Where there were no sales of identical or similar merchandise made in 
the ordinary course of trade in the comparison market, we compared U.S. 
sales to constructed value (``CV''). In making product comparisons, 
consistent with our determination in the original investigation, we 
matched foreign like products based on the physical characteristics 
reported by the respondent in the following order: grade, variety, 
form, cultivation method, and additives (see Notice of Preliminary 
Determination of Sales at Less than Fair Value and Postponement of 
Final Determination: IQF Red Raspberries from Chile, 66 FR 67510, 67511 
(December 31, 2001)).

Export Price

    For sales to the United States, we calculated EP, in accordance 
with section 772(a) of the Act, because the merchandise was sold prior 
to importation by the exporter or producer outside the United States to 
the first unaffiliated purchaser in the United States, and because 
constructed export price methodology was not otherwise warranted. We 
based EP on the packed, Free on Board (``FOB'') plus Duty Paid, 
Delivered Duty Paid (``DDP''), or Cost and Freight (``C&F'') price to 
unaffiliated purchasers in the United States. We adjusted the reported 
gross unit price, where applicable, for rebates and billing 
adjustments. We also made deductions for movement expenses in 
accordance with section 772(c)(2)(A) of the Act.

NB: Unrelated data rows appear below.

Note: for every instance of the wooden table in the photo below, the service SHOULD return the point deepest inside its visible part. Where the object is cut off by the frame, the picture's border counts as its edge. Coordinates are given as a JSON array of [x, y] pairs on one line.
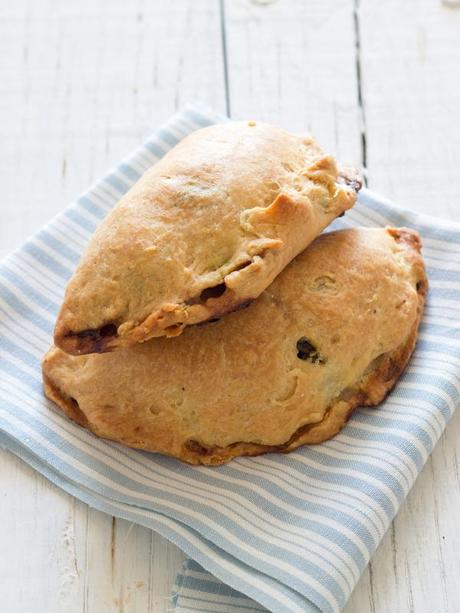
[[82, 83]]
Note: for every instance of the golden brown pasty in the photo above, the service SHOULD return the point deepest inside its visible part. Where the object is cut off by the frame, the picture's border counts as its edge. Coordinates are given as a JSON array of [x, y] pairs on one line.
[[203, 232], [333, 331]]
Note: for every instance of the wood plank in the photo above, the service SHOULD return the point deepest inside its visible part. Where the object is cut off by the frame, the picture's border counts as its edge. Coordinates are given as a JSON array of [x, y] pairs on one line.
[[42, 539], [412, 112], [83, 84], [277, 76], [296, 68], [410, 58]]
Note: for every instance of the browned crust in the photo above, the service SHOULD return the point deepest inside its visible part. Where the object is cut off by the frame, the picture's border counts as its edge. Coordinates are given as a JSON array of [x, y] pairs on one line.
[[370, 391], [171, 319], [164, 323]]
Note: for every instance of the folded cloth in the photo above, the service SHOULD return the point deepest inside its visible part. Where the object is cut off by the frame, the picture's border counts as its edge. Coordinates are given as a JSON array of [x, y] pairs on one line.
[[290, 532]]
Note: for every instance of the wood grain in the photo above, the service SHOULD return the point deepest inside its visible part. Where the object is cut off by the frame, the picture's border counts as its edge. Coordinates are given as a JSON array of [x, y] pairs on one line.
[[82, 84]]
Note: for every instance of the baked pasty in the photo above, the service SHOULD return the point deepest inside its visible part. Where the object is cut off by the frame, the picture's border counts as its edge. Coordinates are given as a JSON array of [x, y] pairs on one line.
[[333, 331], [202, 233]]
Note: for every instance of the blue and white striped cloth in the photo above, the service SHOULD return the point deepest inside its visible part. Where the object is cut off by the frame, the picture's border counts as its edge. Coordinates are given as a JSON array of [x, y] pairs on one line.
[[292, 533]]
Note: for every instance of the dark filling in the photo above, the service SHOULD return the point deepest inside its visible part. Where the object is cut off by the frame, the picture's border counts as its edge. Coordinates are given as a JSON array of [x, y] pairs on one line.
[[213, 292], [307, 351], [96, 337]]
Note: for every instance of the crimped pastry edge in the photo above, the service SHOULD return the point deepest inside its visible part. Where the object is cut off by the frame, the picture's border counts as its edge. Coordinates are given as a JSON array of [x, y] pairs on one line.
[[370, 391], [170, 319]]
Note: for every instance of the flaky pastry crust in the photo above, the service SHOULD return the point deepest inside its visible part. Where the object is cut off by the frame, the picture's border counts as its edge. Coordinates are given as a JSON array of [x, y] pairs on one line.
[[334, 331], [202, 233]]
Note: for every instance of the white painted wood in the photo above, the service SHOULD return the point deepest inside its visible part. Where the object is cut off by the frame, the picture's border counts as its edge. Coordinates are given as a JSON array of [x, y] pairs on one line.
[[293, 63], [410, 63], [72, 105], [81, 84]]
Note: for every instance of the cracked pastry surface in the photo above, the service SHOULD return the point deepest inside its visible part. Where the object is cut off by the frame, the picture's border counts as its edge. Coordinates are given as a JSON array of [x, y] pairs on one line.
[[204, 231], [332, 332]]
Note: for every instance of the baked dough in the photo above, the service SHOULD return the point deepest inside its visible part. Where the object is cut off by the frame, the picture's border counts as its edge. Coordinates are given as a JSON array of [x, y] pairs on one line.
[[333, 331], [203, 232]]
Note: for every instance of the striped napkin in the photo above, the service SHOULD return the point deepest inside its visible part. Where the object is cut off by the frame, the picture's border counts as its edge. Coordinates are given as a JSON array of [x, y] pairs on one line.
[[288, 533]]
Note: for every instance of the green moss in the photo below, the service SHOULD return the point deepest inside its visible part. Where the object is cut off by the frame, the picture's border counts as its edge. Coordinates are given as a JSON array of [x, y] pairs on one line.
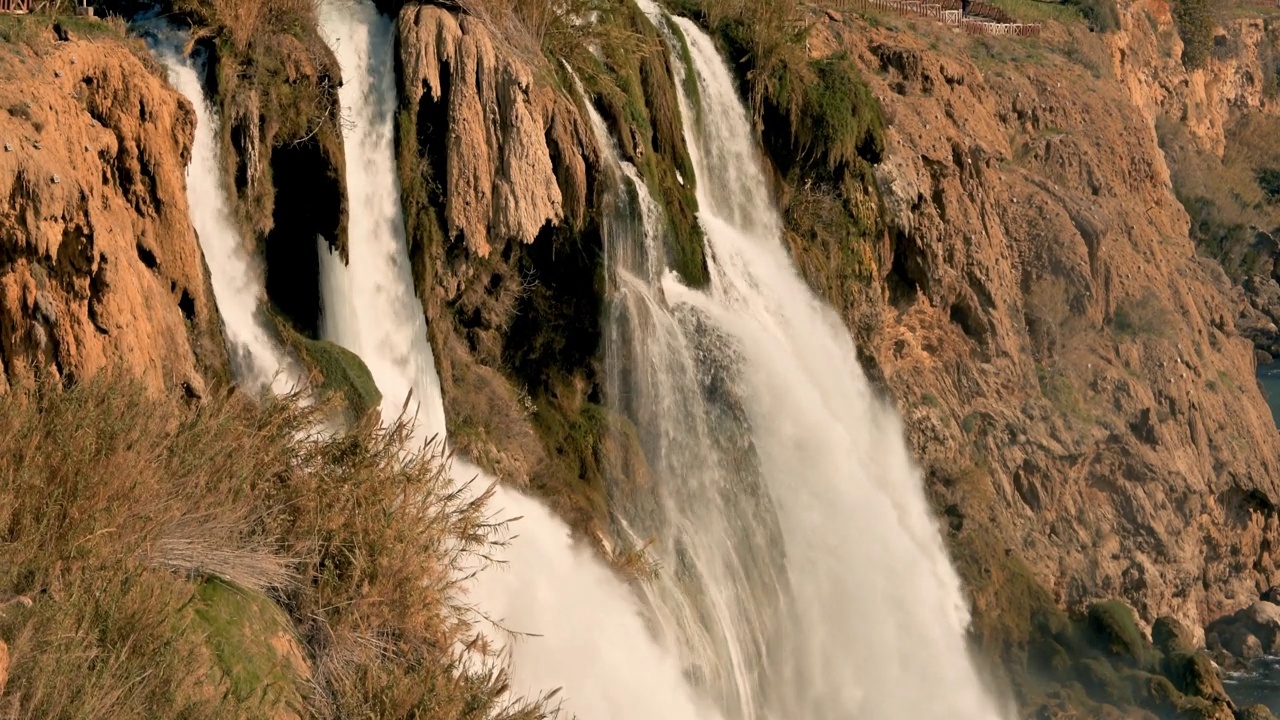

These deductions 
included, where appropriate, domestic inland freight, brokerage and 
handling, pre-sale warehousing expenses, international freight, U.S. 
customs duties, and other U.S. transportation expenses. To calculate 
EP, we relied upon the data submitted by the respondents.

Normal Value

A. Home Market Viability

    In order to determine whether there was a sufficient volume of 
sales in the home market to serve as a viable basis for calculating NV, 
we compared each respondent's volume of home market sales of the 
foreign like product to its volume of U.S. sales of the subject 
merchandise, in accordance with section 773(a)(1)(C) of the Act.
    Olmue and SANCO reported that their home market sales of IQF red 
raspberries during the POR were less than five percent of their sales 
of IQF red raspberries in the United States. Therefore, Olmue and SANCO 
did not have viable home markets for purposes of calculating NV. Olmue 
reported that France was its largest third country market, and SANCO 
reported that the United Kingdom was its largest third country market. 
In both instances, sales to the third countries exceed five percent of 
sales to the United States. Accordingly, for purposes of calculating 
NV, Olmue reported its sales to France, and SANCO reported its sales to 
the United Kingdom.
    VBM reported that its home market sales of IQF red raspberries 
during the POR were more than five percent of its sales of IQF red 
raspberries in the United States. Therefore, VBM's home market was 
viable for purposes of calculating NV. Accordingly, VBM reported its 
home market sales for purposes of calculating NV.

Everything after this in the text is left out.